Diversity as division?
The drive towards increasing diversity of boards has been a key plank of the corporate governance debate for the past decade, but it seems that some are beginning to doubt a diverse board is an effective one.
New research has suggested that activist investors are more likely to target companies with diverse boards in order to sway executive decisions. According to a study conducted by academics in the US and Japan, there is growing evidence that “financially motivated shareholder activists often target firms that experience problems, such as deficient governance or underperformance” in order to push their own agendas.

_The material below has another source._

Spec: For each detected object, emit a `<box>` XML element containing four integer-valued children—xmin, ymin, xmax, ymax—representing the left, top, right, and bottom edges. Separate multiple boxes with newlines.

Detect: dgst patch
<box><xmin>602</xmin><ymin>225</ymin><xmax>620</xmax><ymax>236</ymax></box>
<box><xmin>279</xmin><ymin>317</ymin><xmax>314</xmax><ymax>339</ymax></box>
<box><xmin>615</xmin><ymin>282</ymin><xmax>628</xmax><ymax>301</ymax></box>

The study revealed that hedge funds are increasingly focused on exploiting differences of opinion among board members, as well as their more deliberate decision-making processes, to sway shareholder votes in their favour. In practice, that means “forcing companies up against a wall where decisions have to be made quickly and maybe not in the most ideal way and setting,” says Mark DesJardine, a professor at Dartmouth’s Tuck School of Business in the US.
“It’s very clear that there are a lot of benefits of diverse teams, but there are also hurdles to overcome,” DesJardine added. “They take longer to come to a consensus. They face more communication issues. It takes more time to understand.”
Whether that perception—that diverse boards are weaker, more divided and hence more vulnerable—is given particular resonance by the news that, in the US at least, the process of increasing diversity at boardroom level stalled last year as larger companies focused on recruiting more experienced directors. New research has shown that Fortune 500 companies have, post-Covid, focused more on adding directors with financial expertise and less on changing the composition of boards along gender or ethnic background lines.
The Spencer Stuart study points out the increase in demand for “experienced” directors, with appointments “returning to 2018 levels and reversing several years of decline”. Thirty per cent of new directors appointed in 2023 are active or retired CEOs and 27% have a financial background.
What this says about the diversity agenda is unclear. It may simply be what Julie Daum, leader of Spencer Stuart’s North American board practice, says: “There is a desire to have CEO and CFO experience and there is not as much diversity in those categories currently.”
An optimistic view would be that the diversity race has been run and now previously underrepresented groups have achieved parity. A more jaded eye may see things differently, however, and wonder whether companies are too quick to jettison well intentioned initiatives when the going gets tough?
Into the breach
If cyber security wasn’t already inching its way to the top of the board’s agenda, recent revelations from Capita should give it a bump. The outsourcing giant announced last week that it had suffered a £25m loss from a breach that occurred in May this year, in which “some data was exfiltrated”.
And although the data in question amounted to not even 0.1% of its server estate, Capita’s position as outsourcer of choice to the NHS, MoD, HM Prison Service and many others means this will echo far beyond Capita’s own operations.
Indeed, in the wake of the attack, about 90 organisations reported breaches of personal information held by Capita to the data watchdog: the Information Commissioner’s Office.
As a result of the breach, Capita shares fell by more than 12% in morning trading last week after the release of its results, making it the biggest faller on the FTSE 250. That’s not to mention the earlier-than-planned departure of CEO Jon Lewis—a move that the company denies is linked to the cyber-attack.
Perhaps it is time to put the chief information security officer on the board at last?